Après avoir donné naissance, jai pris un peu de poids. En vérité, le chiffre sur la balance na pas vraiment changé, mais… Mon mari sest mis à grogner, à râler, toujours autour de ça, comme si chaque mot était une pierre que je devais porter dans ma poche.

Au lieu de me serrer contre lui et de me dire : « Ce nest rien, ma chérie, tu restes la plus belle », et dattendre simplement que je me retrouve, il a pris la tangente. Disparition soudaine, un matin, la porte sest refermée et il nest jamais revenu. Je suis restée là, dans le couloir, avec mon petit garçon dans les bras, et inutile douvrir les rideaux sur ma détresse, je crois que tout le monde voit la lumière.

Finalement, lasse de broyer du noir, jai trouvé en moi le courage de revenir vers la vie. Je me suis offerte un chien, un grand Braque français, et chaque matin nous courions ensemble dans les rues de Lyon, glissant entre les boulangeries et les statues sur les quais du Rhône. Mon ventre résistait, mon esprit se dissipait. Le sport ma domptée, ma soulagée, même si le moral restait parfois embué comme un miroir en hiver. Puis, j’ai décroché un travail, et je me suis inscrite dans une salle de fitness du quartier Croix-Rousse.

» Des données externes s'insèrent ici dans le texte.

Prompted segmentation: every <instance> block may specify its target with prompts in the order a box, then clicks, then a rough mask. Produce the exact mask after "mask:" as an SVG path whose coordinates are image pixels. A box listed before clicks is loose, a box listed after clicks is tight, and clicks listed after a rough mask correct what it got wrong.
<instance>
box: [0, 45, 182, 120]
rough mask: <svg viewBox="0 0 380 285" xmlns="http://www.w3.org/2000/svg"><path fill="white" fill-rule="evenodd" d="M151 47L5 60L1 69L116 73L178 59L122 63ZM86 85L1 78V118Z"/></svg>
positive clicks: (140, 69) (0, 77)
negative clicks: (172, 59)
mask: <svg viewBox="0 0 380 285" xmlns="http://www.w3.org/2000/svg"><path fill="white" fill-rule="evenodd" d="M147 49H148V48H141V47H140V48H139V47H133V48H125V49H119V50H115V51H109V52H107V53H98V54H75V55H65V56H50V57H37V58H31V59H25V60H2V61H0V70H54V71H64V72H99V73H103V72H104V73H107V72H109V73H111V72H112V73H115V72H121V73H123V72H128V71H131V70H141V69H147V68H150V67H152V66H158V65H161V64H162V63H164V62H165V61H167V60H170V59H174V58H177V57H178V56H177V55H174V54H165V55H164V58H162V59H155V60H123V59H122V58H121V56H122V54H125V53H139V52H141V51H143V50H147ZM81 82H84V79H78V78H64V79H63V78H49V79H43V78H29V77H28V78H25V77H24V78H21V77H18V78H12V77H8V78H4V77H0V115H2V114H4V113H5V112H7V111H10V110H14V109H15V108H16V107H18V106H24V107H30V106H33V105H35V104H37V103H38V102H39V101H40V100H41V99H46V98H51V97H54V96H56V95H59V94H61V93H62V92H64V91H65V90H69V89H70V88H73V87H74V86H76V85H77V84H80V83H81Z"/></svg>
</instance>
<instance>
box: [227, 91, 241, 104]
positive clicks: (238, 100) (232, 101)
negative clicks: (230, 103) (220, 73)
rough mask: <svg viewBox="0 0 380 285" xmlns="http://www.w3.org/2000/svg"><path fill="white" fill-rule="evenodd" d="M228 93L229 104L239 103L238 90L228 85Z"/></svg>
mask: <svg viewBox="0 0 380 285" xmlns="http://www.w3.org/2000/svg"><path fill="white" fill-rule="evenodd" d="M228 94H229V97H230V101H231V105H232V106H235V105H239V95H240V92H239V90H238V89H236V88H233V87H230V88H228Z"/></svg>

Mon entraîneur, Monsieur Lefèvre, nétait pas du genre à crier sur les tapis roulants : attentif, doux, il me guidait avec patience, comme sil façonnait une sculpture. Au fil des années, la salle est devenue mon sanctuaire. Non seulement jai retrouvé une silhouette qui me plaisait, mais je l’ai transformée, presque une fois et demie plus vivante et plus sûre delle ! À nouveau, j’ai appris à aimer mon corps, à le caresser du regard.

Un soir, fatiguée mais rayonnante, mon sac de sport en bandoulière, vêtue de mon débardeur bleu nuit, japerçois devant mon immeuble une silhouette étrange avec un bouquet de pivoines et une boîte de chocolats Valrhona. Cétait mon ex-mari, statique, les yeux fixés sur la porte, tambourinant en vain ; mon fils, derrière, refusait douvrir. Soudain, je réalise que je suis là, absolument présente, dans ce rêve flou où tout vacille, jai lopportunité doffrir le goût du regret aux abandonnés de la terre

Je lève les bras, fais vite cinq squats sur le trottoir, redresse la poitrine et avance vers lui, le pas léger mais déterminé.

Et tu sais ce quil me souffle, dun ton hésitant ? Mademoiselle, vous habitez ici ? Vous pouvez me laisser entrer ?

Jai ri, un rire sec, amer, presque doux, cachant mon visage dans mes mains. Une joie triomphante me traverse, comme du vent sur la mer. Jai dit quelque chose de drôle ? semporte-t-il, crispé. Quest-ce qui tamuse ? ai-je murmuré Au bureau détat civil Quand jai promis daimer et de protéger Je me tourne vers lui, le regard acéré : Maintenant, enfin je peux rire ! Il baisse les yeux, marmonne. Dix secondes pour quitter cette cour, lai-je prévenu, le ton grave. Puis-je au moins voir mon fils ? supplie-t-il. Pars vite ! Dehors Je le regarde séloigner, traînant sur les pavés, se retournant encore et encore

Mais cela ne sert à rien. Les rêves se réalisent lorsque lon sy accroche, même dans létrangeté du sommeil.